Molecular mechanism for adiponectin-dependent M2 macrophage polarization: link between the metabolic and innate immune activity of full-length adiponectin

Abstract

The anti-inflammatory effects of globular adiponectin (gAcrp) are mediated by IL-10/heme oxygenase 1 (HO-1)-dependent pathways. Although full-length (flAcrp) adiponectin also suppresses LPS-induced pro-inflammatory signaling, its signaling mechanisms are not yet understood. The aim of this study was to examine the differential mechanisms by which gAcrp and flAcrp suppress pro-inflammatory signaling in macrophages. Chronic ethanol feeding increased LPS-stimulated TNF-α expression by Kupffer cells, associated with a shift to an M1 macrophage polarization. Both gAcrp and flAcrp suppressed TNF-α expression in Kupffer cells; however, only the effect of gAcrp was dependent on IL-10. Similarly, inhibition of HO-1 activity or siRNA knockdown of HO-1 in RAW264.7 macrophages only partially attenuated the suppressive effects of flAcrp on MyD88-dependent and -independent cytokine signatures. Instead, flAcrp, acting via the adiponectin R2 receptor, potently shifted the polarization of Kupffer cells and RAW264.7 macrophages to an M2 phenotype. gAcrp, acting via the adiponectin R1 receptor, was much less effective at eliciting an M2 pattern of gene expression. M2 polarization was also partially dependent on AMP-activated kinase. flAcrp polarized RAW264.7 macrophages to an M2 phenotype in an IL-4/STAT6-dependent mechanism. flAcrp also increased the expression of genes involved in oxidative phosphorylation in RAW264.7 macrophages, similar to the effect of flAcrp on hepatocytes.

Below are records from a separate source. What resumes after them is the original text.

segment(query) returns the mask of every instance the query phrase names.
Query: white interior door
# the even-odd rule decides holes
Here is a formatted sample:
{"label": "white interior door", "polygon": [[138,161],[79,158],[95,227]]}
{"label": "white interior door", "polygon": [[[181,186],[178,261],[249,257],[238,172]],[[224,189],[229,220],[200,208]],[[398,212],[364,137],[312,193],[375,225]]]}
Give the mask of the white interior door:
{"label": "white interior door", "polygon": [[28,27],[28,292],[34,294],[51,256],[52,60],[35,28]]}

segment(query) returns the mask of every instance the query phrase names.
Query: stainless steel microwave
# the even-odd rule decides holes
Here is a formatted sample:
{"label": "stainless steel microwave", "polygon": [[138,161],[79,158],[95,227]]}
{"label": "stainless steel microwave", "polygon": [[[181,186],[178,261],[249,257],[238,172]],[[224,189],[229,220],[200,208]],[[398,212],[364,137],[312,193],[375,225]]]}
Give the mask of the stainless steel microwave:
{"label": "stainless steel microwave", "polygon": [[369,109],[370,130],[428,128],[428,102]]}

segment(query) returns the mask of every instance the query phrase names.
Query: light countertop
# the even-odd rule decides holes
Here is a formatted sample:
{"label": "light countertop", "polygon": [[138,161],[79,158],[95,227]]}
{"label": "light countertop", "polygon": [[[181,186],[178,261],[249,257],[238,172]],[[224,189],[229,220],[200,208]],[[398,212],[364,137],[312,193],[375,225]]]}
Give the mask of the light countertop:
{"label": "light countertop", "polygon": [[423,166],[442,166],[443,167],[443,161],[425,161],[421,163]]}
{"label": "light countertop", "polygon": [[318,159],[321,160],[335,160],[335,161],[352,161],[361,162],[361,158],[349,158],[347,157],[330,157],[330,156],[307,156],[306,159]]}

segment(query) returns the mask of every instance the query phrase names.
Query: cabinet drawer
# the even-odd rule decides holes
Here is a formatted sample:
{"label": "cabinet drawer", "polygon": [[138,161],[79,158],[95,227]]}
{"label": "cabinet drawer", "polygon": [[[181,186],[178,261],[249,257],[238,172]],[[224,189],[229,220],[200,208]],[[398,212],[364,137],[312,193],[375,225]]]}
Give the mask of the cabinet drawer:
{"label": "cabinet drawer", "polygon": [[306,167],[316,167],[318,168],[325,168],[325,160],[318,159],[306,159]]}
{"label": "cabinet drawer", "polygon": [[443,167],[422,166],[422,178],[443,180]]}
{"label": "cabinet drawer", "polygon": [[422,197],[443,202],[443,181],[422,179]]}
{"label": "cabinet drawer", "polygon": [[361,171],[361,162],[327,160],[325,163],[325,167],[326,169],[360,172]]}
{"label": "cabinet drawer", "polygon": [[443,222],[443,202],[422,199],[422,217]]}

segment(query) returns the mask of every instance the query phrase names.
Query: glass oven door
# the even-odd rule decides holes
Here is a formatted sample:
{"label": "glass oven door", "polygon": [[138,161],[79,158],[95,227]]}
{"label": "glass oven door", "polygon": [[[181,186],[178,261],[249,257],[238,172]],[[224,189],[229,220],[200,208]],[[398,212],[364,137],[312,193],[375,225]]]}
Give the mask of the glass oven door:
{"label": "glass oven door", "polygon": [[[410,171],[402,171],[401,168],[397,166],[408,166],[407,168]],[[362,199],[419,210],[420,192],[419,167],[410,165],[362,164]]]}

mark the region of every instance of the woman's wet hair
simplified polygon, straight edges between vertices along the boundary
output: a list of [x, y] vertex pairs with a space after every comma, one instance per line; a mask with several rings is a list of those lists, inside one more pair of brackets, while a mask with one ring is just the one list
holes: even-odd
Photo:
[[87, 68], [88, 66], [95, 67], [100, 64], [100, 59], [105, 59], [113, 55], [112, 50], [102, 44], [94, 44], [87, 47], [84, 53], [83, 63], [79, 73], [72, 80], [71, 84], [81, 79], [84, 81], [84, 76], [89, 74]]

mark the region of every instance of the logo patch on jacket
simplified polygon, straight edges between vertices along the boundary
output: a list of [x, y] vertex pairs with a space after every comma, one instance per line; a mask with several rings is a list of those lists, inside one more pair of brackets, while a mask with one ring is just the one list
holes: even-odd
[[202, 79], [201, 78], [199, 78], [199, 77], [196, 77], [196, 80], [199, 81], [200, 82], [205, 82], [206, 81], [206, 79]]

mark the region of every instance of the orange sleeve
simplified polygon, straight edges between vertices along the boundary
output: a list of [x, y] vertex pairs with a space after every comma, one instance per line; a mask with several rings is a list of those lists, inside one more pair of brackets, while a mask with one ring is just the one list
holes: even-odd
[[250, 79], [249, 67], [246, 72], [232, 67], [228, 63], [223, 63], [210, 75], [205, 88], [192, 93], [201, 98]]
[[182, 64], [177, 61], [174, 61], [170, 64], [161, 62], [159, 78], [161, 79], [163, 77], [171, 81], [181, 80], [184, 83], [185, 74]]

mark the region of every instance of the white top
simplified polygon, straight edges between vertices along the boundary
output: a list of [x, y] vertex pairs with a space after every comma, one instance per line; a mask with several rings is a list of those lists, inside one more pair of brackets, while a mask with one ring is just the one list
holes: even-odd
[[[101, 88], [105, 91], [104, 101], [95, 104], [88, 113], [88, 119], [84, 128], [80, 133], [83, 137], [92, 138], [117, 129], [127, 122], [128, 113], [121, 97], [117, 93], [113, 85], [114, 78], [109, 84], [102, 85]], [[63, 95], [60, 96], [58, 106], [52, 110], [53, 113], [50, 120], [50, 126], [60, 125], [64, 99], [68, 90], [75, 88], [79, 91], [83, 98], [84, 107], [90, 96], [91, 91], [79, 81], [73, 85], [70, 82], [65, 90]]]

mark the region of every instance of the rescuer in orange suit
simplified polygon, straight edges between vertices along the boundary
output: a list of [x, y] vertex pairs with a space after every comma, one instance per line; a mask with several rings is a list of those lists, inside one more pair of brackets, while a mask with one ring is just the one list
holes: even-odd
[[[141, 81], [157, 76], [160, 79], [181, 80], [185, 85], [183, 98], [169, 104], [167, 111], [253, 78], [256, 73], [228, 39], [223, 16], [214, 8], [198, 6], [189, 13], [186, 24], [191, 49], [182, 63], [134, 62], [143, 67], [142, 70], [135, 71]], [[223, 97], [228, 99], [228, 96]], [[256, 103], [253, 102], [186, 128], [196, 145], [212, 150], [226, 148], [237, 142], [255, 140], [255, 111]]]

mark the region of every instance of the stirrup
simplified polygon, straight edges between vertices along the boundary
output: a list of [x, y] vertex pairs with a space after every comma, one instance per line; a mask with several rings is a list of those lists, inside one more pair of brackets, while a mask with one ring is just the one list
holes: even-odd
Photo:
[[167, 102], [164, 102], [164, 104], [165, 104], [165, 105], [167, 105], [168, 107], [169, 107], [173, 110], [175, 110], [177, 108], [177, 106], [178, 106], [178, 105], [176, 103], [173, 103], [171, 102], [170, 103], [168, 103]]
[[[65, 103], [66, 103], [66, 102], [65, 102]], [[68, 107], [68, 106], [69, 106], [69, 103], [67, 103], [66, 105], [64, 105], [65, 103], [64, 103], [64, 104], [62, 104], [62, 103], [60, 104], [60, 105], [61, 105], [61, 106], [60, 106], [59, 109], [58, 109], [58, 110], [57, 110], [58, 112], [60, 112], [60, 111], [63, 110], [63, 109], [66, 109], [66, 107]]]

In summary, these data demonstrate that gAcrp and flAcrp utilize differential signaling strategies to decrease the sensitivity of macrophages to activation by TLR4 ligands, with flAcrp utilizing an IL-4/STAT6-dependent mechanism to shift macrophage polarization to the M2/anti-inflammatory phenotype.

FIGURE 1.

Anti-inflammatory effects of gAcrp and flAcrp are differentially dependent on IL-10 in Kupffer cells from ethanol- and pair-fed rats. Kupffer cells isolated from ethanol- and pair-fed rats were transfected or not with 100 nm IL-10 siRNA or scrambled siRNA and then cultured with or without 45 nm gAcrp or flAcrp for 18 h. Kupffer cells were then stimulated with 100 ng/ml LPS for 60 min, and TNF-α and 18 S mRNA were measured by qRT-PCR. n = 4. Values with different superscripts (a–d) within each treatment group are significantly different from each other (p < 0.05).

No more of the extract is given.